Eis que adveio o Decreto n.º8284/2014, em que institui a chamada Política Nacional de Participação Social (PNPS). A principal meta da Política Nacional é acompanhar a formulação, a execução, o monitoramento e a avaliação de programas e políticas públicas, assim como o aprimoramento da gestão pública.
O que o decreto visa é estimular a participação popular, em consonância com a previsão constitucional e com os anseios populares de 2013, aprimorando a relação do Poder Executivo Federal com a sociedade civil. Segundo o decreto, essa participação se daria por meio de um conselho de políticas públicas (cuja participação seria fundamental nas decisões de políticas públicas), uma conferência nacional (onde, com frequência regular, essa instância debateria, formularia e avaliaria as políticas públicas), uma ouvidoria federal e, por fim, audiências públicas.

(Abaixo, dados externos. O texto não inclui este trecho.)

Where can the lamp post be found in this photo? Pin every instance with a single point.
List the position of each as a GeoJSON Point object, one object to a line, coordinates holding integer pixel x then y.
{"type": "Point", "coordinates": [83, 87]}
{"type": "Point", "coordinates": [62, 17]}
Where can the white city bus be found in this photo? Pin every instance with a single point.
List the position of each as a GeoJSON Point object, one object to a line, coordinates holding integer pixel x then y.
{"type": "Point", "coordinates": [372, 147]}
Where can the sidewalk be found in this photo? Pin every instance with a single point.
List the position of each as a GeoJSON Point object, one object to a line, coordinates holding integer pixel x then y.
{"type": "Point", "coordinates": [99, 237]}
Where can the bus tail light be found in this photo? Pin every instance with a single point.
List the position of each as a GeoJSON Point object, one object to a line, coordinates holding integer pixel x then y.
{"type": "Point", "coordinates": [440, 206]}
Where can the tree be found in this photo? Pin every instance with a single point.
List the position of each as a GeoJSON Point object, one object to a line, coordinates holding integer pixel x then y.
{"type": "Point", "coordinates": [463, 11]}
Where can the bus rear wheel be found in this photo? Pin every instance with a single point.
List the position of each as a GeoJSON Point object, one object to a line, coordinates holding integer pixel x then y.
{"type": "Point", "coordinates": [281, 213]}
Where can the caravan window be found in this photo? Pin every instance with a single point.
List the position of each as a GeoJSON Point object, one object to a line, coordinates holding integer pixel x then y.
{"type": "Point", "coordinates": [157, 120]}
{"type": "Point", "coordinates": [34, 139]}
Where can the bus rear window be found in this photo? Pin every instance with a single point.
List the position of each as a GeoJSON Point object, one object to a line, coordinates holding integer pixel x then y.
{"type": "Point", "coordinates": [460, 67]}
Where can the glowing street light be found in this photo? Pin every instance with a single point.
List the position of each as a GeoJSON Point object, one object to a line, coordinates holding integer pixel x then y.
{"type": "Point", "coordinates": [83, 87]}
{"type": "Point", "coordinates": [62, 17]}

A participação da sociedade civil na formulação e execução de políticas públicas não é algo recente em nossa democracia, outras legislações infraconstitucionais preveem a participação popular nas políticas públicas. De maneira exemplificativa, podemos citar a Lei Federal n.º 9.790, de 23 de março de 1999, que criou as Organizações da Sociedade Civil de Interesse Público, e a Lei Federal n.º 9.637, de 15 de maio de 1998, que criou as Organizações Sociais. Possibilitando que as mesmas pudessem firmar termo de parceria e contrato de gestão com o poder público visando auxiliar o poder público na prestação e execução de atividades de relevância social.
Além disso,  outros dispositivos constitucionais trazem de forma implícita e explícita a participação popular, tais como nas diretrizes do Sistema Único de Saúde (Art 198, III, da CF/88); a Diretriz da Assistência Social (Art. 204, II, da CF/88); a Participação na Seguridade Social (Art. 194, parágrafo único, VII, da CF/88); a Participação no Sistema Nacional de Cultura (Art 216, § 1º, X, da CF/88); a  Participação nos órgãos públicos que tratam dos direitos previdenciários e profissionais dos trabalhadores; e a Gestão do Fundo de Combate e Erradicação da Pobreza (Art. 79, parágrafo único, do Ato das Disposições Constitucionais Transitórias da CF/88).
Além da Constituição Federal, a participação social também é assegurada, no âmbito internacional, pelo Pacto de San Jose da Costa Rica, promulgado pelo Brasil em 1992 (ver Decreto Legislativo nº 27 de 1992):“Artigo 23 – Direitos políticos: 1. Todos os cidadãos devem gozar dos seguintes direitos e oportunidades: a) de participar da condução dos assuntos públicos, diretamente ou por meio de representantes livremente eleitos”.
Na região Norte, em especial, a Política Nacional de Participação Popular  tem papel de grande destaque e relevância, uma vez que permite à população desta região do país participar da vida pública, exterminando de vez práticas ultrapassadas ligadas ao coronelismo que maculam nosso Estado Democrático de Direito.
No tocante à Defensoria Pública, a existência dessa Política Nacional é de extrema importância e vai ao encontro dos seus objetivos. A Defensoria Pública tem como missão institucional, estabelecida Constitucionalmente, pelo art. 134:
“A Defensoria Pública é instituição permanente, essencial à função jurisdicional do Estado, incumbindo-lhe, como expressão e instrumento do regime democrático, fundamentalmente, a orientação jurídica, a promoção dos direitos humanos e a defesa, em todos os graus, judicial e extrajudicial, dos direitos individuais e coletivos, de forma integral e gratuita, aos necessitados, na forma do inciso LXXIV do art. 5º desta Constituição Federal”. (grifamos)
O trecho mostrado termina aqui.